E
estesbob
Guest
The fact that many Catholics reject Church teaching is irrelevant when discerning:The church does not endorse political candidates because it would open itself up to legal / IRS issues. If the legal / taxation issues were not a factor, I don’t know if the church would endorse candidates or not. I suspect that certain priests would make endorsements of candidates, while others would refrain from doing so.
As you have said, the church leaves the discernment up to the individual. However, discernment by definition is unique to each individual. Discernment is not collective. Your discernment is yours and yours alone. In the 2008 and 2012 elections, a majority of our fellow Catholics discerned differently than you did.
1790 A human being must always obey the certain judgment of his conscience. If he were deliberately to act against it, he would condemn himself. Yet it can happen that moral conscience remains in ignorance and makes erroneous judgments about acts to be performed or already committed.

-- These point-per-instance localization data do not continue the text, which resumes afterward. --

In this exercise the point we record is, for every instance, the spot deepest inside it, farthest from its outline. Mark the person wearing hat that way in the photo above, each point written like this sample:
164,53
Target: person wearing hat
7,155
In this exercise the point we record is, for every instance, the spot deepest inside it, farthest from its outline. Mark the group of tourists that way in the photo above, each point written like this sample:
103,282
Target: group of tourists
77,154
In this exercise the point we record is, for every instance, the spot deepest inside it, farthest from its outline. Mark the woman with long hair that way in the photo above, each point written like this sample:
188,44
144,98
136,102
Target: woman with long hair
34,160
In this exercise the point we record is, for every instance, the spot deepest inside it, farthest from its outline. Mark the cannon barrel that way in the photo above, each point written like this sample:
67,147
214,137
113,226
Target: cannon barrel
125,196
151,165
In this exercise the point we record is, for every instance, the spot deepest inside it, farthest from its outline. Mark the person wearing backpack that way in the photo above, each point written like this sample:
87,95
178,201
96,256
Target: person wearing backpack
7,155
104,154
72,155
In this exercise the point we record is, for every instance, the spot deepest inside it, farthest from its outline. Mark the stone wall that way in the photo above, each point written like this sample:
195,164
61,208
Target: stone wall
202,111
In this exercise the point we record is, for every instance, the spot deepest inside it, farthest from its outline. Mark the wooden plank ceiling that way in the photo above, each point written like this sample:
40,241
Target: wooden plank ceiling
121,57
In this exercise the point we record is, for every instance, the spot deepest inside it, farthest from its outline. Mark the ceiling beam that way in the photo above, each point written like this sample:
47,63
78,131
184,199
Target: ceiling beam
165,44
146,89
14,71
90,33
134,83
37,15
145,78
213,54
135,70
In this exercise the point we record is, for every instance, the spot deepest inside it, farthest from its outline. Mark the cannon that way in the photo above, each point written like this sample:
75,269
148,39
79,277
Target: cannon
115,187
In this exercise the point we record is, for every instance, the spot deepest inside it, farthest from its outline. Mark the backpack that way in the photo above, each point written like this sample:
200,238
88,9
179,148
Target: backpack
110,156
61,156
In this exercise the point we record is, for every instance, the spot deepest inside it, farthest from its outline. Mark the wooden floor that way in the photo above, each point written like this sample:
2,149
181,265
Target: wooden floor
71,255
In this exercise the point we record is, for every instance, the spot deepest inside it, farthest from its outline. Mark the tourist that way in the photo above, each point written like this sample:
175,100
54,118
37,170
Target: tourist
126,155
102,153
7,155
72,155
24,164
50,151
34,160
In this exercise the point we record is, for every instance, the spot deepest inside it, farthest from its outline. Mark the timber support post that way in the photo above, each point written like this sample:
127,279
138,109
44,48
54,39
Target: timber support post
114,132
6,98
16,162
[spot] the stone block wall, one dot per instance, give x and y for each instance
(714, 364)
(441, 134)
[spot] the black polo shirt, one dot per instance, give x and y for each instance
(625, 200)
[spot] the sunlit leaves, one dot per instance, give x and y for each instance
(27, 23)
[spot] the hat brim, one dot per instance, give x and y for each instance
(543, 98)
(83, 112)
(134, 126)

1791 This ignorance can often be imputed to personal responsibility. This is the case when a man "takes little trouble to find out what is true and good, or when conscience is by degrees almost blinded through the habit of committing sin."59 In such cases, the person is culpable for the evil he commits.
1792 Ignorance of Christ and his Gospel, bad example given by others, enslavement to one’s passions,** assertion of a mistaken notion of autonomy of conscience,** rejection of the Church’s authority and her teaching, lack of conversion and of charity: these can be at the source of errors of judgment in moral conduct.
1793 If - on the contrary - the ignorance is invincible, or the moral subject is not responsible for his erroneous judgment, the evil committed by the person cannot be imputed to him. It remains no less an evil, a privation, a disorder. One must therefore work to correct the errors of moral conscience.